Özel havayolları uyarıyor
Türk Özel Havacılık İşletmecileri Derneği (TÖSHİD) önümüzdeki aylarda turizmde 'Körfez Savaşı' ndan daha büyük bir krizin yaklaştığına dikkat çekerek hükümeti uyardı.
Yabancı tur operatörlerinin terör bahanesiyle turizmde büyük oranda rezervasyon iptalleri başladı. Son bir hafta içinde yabancı havayolları Türkiye uçuşlarını yüzde 25 azalttılar. Yabancı turizm şirketleri uçaklarını Yunanistan, İspanya ve Tunus'a yönlendirmeye başladılar.
Crown Plaza'da düzenlenen mart ayı toplantısı'nda TÖSHİD Yönetim Kurulu Başkanı ve İstanbul Havayolları Genel Müdürü Safi Ergin, 'Yurtdışında havayolları devlet tarafından destekleniyor. Eğer bu destek bize de sağlanmazsa bu yaz sezonu uçamaz hale gelebiliriz. Özel havayolu şirketleri yurtdışından gelen yolcunun yüzde 35'ini taşıyor. Ama devlet bize destek yerine köstek oluyor.' dedi. Ergin, yüzde 10'luk turist düşüşünün Türkiye'ye faturasının 1 milyar dolar olduğunu açıkladı. Özel havayolları yöneticileri toplantıda şunlara dikkat çektiler:
Rezervasyonlarda yüzde 80'e yakın düşüş var. İptaller artıyor. Acil önlem gerekiyor.

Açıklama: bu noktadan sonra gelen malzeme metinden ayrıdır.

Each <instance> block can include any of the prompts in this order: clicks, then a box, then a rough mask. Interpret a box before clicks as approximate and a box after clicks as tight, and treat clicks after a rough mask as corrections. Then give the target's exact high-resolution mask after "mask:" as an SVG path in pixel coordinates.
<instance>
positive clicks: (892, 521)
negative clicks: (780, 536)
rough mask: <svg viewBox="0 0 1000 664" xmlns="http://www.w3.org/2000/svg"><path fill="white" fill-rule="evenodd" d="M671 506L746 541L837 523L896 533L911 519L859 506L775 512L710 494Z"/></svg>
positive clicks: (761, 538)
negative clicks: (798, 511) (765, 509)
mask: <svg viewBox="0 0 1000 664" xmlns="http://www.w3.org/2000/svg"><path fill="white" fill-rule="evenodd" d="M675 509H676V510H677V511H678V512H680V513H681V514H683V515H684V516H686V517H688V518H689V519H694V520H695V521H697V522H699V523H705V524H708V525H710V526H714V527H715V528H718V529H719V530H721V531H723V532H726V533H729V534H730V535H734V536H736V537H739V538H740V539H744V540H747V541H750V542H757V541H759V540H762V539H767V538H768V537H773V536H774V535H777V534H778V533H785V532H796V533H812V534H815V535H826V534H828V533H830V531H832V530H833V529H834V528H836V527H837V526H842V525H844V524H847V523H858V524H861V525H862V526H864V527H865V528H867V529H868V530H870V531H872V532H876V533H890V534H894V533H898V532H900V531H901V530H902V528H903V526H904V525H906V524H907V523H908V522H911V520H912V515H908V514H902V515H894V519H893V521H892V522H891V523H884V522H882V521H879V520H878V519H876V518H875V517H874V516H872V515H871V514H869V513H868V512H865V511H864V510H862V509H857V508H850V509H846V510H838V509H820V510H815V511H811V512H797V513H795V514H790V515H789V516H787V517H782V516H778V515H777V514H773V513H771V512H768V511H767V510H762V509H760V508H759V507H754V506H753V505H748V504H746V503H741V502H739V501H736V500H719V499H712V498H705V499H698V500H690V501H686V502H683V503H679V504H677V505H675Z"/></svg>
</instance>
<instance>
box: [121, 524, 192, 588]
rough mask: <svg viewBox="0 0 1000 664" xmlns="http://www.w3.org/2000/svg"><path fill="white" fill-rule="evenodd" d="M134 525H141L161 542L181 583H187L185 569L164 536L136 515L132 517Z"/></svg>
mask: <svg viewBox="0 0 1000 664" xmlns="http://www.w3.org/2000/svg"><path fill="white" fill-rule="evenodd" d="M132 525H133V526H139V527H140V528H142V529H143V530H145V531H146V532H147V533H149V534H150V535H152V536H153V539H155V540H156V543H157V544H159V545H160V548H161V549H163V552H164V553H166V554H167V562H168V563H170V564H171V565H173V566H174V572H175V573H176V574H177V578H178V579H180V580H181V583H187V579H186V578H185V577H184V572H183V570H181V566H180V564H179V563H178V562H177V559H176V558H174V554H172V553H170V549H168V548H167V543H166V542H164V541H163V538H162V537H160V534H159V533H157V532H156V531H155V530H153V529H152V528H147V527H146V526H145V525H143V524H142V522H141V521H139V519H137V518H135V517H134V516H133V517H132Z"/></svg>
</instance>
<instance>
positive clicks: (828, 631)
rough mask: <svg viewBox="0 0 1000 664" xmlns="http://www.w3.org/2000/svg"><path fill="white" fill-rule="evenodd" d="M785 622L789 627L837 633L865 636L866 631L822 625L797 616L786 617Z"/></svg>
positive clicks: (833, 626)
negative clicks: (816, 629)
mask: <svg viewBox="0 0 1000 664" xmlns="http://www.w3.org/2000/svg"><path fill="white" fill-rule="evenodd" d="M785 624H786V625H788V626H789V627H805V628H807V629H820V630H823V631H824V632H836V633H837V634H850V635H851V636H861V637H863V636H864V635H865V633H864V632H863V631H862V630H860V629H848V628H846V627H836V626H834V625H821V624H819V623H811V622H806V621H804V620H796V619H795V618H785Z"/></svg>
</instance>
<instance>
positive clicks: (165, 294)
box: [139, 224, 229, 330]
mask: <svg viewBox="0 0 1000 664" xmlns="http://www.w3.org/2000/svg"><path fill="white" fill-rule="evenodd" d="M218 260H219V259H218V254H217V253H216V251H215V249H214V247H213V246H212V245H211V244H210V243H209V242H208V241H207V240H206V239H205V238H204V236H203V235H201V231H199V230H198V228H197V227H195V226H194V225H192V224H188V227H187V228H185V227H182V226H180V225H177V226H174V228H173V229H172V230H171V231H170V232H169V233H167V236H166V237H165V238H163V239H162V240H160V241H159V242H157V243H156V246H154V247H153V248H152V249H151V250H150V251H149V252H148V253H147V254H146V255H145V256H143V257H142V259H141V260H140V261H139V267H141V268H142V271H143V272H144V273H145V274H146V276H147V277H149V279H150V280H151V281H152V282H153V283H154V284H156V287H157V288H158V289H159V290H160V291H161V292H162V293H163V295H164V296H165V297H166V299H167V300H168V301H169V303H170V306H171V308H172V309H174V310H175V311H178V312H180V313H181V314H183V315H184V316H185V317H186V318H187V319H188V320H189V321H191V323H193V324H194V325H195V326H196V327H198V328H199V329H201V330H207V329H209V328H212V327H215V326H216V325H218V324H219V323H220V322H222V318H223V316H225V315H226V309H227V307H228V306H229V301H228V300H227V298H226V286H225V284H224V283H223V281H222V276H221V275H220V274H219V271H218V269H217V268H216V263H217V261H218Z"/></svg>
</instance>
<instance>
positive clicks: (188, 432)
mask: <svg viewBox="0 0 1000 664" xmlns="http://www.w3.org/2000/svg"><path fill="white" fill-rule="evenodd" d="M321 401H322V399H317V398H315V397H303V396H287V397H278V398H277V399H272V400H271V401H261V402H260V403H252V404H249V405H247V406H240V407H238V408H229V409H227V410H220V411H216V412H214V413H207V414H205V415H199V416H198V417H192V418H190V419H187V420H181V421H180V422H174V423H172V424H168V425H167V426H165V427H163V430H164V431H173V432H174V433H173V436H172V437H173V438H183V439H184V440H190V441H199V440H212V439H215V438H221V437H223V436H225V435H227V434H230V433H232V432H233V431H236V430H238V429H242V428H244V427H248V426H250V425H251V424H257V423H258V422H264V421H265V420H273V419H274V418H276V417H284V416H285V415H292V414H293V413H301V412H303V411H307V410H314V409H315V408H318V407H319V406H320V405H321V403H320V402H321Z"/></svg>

Türkiye'deki havalimanlarına ayakbastı vergisi 15 Dolar. Yurtdışında ise 6-9 dolar. Yüksek maliyetler turisti başka ülkelere kaçırıyor. Rekabet şansını azaltıyor. Turizm sektörü simitçisinden havayolu şirketine kadar bir zincir. Bir turistin gelmemesi herkesin daha az para kazanması demek.
Devlet, havayollarından toplanan geliri sektör dışındaki alanlarda kullanılıyor. Toplanan gelirle havalimanları geliştirilmiyor, Her ile bir havalimanı gibi ekonomik olmayan seçim yatırımları yapılıyor. Sonuçta yılda bir iki uçağın indiği, yolu olmayan havalimanları ortaya çıkıyor.
Havacılıkta hantal bürokrasinin aşılması için Sivil Havacılık Genel Müdürlüğü'nün (SHGM) yeniden yapılanması gerekiyor. Kurulacak yeni havacılık otoritesinin başı politikacılar yerine sektör içinden bir kurumca seçilmeli. Çünkü havacılık teknik bir konu. RTÜK örneği gibi işe politikacıların girmesi sistemi yavaşlatıyor ve düğümlüyor.
Devlet özelleştirmede bir kişiye 500 milyon dolar kredi verirken, turizminin ağır yükünü taşıyan özel havayollarından 50 milyon Doları esirgiyor. Oysa hava taşımacılığı olmadan turizm olmaz.